夕食後は、Tomy 所有の15台ものAdolf Meinel (1890年代から三代に亘るMeinel) が展示され、それをTomy が解説を交えて弾き比べる、という催しがあり、Etikett (ラベル) だけでも数種類あり興味深いものではありましたが、何しろTomy が弾けば、どんなZither でも素晴らしく鳴り響くのですから、、、、、。
28日 帰る日の朝
Gathering に参加する全員に私の編曲楽譜集をプレゼントしようと思い,昨秋Tomy の元に送ってあったものをお別れの朝、合奏練習を始める前にTomy から説明と共に参加者に渡されたのでした。
後日ドイツから25名が参加予定で、この28日はアメリカとスイスからの11名だけでしたが、皆さんから拍手を頂き、もうこれだけで長年に亘り音符 “いじくり” に苦心した事が報われた気がしたものでした。
そのようにして目的を全て果たし、ケルンを発つ前の数時間、大聖堂の塔に登ってみる事にしました。
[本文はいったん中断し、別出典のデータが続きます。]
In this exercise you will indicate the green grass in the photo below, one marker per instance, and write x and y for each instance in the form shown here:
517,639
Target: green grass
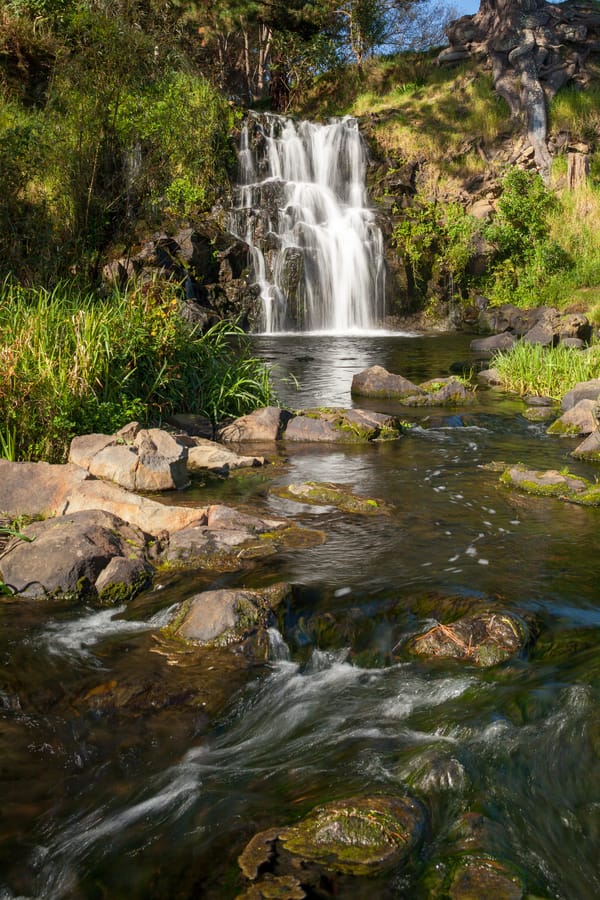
75,364
546,371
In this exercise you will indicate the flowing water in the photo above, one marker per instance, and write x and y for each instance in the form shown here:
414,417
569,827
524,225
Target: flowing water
149,797
301,206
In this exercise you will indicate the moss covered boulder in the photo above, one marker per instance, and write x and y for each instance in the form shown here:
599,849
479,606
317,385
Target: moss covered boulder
319,493
224,617
482,639
361,836
551,483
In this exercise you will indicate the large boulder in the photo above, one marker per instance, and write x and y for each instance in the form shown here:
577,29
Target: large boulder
579,419
91,553
585,390
152,460
225,617
264,424
44,490
378,382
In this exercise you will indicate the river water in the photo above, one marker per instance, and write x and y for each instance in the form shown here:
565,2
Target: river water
151,799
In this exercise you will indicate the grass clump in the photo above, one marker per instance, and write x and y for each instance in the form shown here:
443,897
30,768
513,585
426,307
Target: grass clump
546,371
76,364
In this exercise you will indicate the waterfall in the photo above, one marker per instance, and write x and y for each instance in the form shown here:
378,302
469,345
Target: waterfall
301,206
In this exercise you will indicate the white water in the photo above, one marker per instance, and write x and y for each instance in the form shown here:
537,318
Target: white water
318,224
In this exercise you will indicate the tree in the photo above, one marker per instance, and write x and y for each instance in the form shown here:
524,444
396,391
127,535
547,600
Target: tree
535,48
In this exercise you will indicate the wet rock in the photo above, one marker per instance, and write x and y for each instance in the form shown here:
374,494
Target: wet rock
579,419
495,342
473,877
92,554
551,483
449,393
229,538
264,424
340,426
589,449
585,390
225,617
483,639
327,494
539,414
378,382
489,378
208,455
361,836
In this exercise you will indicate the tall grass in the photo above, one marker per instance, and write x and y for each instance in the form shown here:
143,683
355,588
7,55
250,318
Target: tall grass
546,371
71,364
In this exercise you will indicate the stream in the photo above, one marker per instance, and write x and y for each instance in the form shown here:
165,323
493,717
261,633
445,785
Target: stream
154,799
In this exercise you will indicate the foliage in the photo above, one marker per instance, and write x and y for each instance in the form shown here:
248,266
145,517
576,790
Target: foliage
546,371
74,364
104,138
436,241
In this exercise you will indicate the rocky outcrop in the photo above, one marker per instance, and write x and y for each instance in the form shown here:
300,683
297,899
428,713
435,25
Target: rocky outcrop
482,639
86,554
224,617
137,459
357,836
210,264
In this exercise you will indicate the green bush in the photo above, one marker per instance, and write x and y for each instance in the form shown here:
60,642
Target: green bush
74,364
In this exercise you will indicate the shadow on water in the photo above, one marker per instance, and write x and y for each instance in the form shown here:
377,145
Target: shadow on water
149,797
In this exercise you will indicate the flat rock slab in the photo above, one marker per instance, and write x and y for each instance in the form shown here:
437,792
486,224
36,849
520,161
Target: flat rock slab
137,459
90,553
585,390
44,490
493,343
378,382
483,639
205,455
561,486
264,424
579,419
340,426
225,617
327,494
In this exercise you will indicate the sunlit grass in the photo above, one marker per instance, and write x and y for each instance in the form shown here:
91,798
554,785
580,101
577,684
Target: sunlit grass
546,371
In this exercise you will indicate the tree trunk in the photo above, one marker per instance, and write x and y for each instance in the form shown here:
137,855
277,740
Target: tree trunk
535,48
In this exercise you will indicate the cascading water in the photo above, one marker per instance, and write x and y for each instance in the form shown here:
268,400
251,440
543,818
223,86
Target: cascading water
301,206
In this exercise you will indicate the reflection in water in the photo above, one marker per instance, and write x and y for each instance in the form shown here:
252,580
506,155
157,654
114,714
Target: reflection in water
144,800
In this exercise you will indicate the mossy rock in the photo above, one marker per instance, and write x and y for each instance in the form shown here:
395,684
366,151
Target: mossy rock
474,877
560,485
482,639
357,837
327,494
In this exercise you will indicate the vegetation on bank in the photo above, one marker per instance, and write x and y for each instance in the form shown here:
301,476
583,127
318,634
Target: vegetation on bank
546,371
73,364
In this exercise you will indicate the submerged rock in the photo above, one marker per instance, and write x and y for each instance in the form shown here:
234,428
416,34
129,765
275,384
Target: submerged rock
483,639
378,382
551,483
362,836
579,419
327,494
341,426
226,617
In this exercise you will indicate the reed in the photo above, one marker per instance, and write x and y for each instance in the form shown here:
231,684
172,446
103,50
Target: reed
72,364
546,371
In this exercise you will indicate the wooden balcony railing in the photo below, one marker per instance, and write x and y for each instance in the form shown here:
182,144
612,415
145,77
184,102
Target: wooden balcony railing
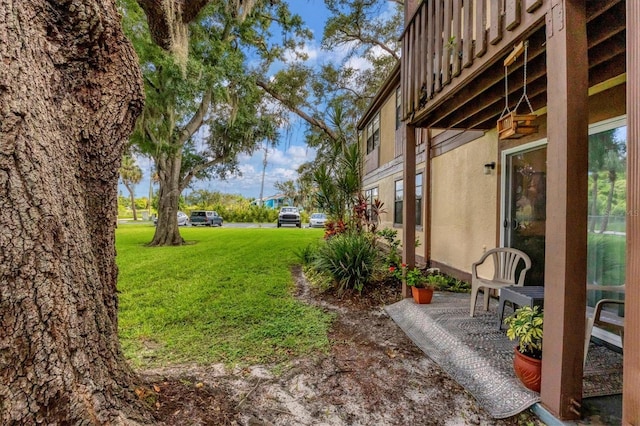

階段は533あるそうですが、私にはその段数よりも螺旋階段を登ると目が回る事の方がよほど心配だったのです。バレリーナやフィギュアスケートの人が目を回さないには工夫がある筈です。
一点を見て5段登り、一泊休む間に次の視点を定める、という6拍子、腕も手摺をしっかり掴み、足だけには任さない、この方式で目が回る事も無く、533段が何の苦も無く登り降り出来、大変満たされた思いがしました。
塔の頂上からの眺めは、ケルンの街中を悠々と流れるライン川、そこに架かるHohenzolern 橋、中世期にはドイツ最大の都市として栄えた様子の伺える街並みが遥か下の方に見えるのでした。
飛行機はケルン・フランクフルト間の様な近距離は、鉄道と提携し、中央駅からフランクフルトまでを列車で行くという、とてもドイツらしい、理にかなった方式となっていました。
飛行機が羽田に着陸態勢に入った頃、緊張していた気がほぐれたのと、いつもなら『お帰りなさい。』
と言って迎えてくれた夫がもう居ないと思うと、眼鏡の奥が湿ってくるのでした。
今日は、49日も過ぎたところで、ANZ Zi. Friends の皆様から美しく咲いた花、蕾も沢山の立派な胡蝶蘭が届き、色がまた綺麗なピンクなので、とっても慰められ、好きだった囲碁の碁盤の上に載った仏様に大きな声で話し掛け、飾ったのでした。
次の年号、令和を夫と共に生きる事は出来ませんでしたが、私にも希望が湧いて来るよう、励ましの胡蝶蘭の様に感じました。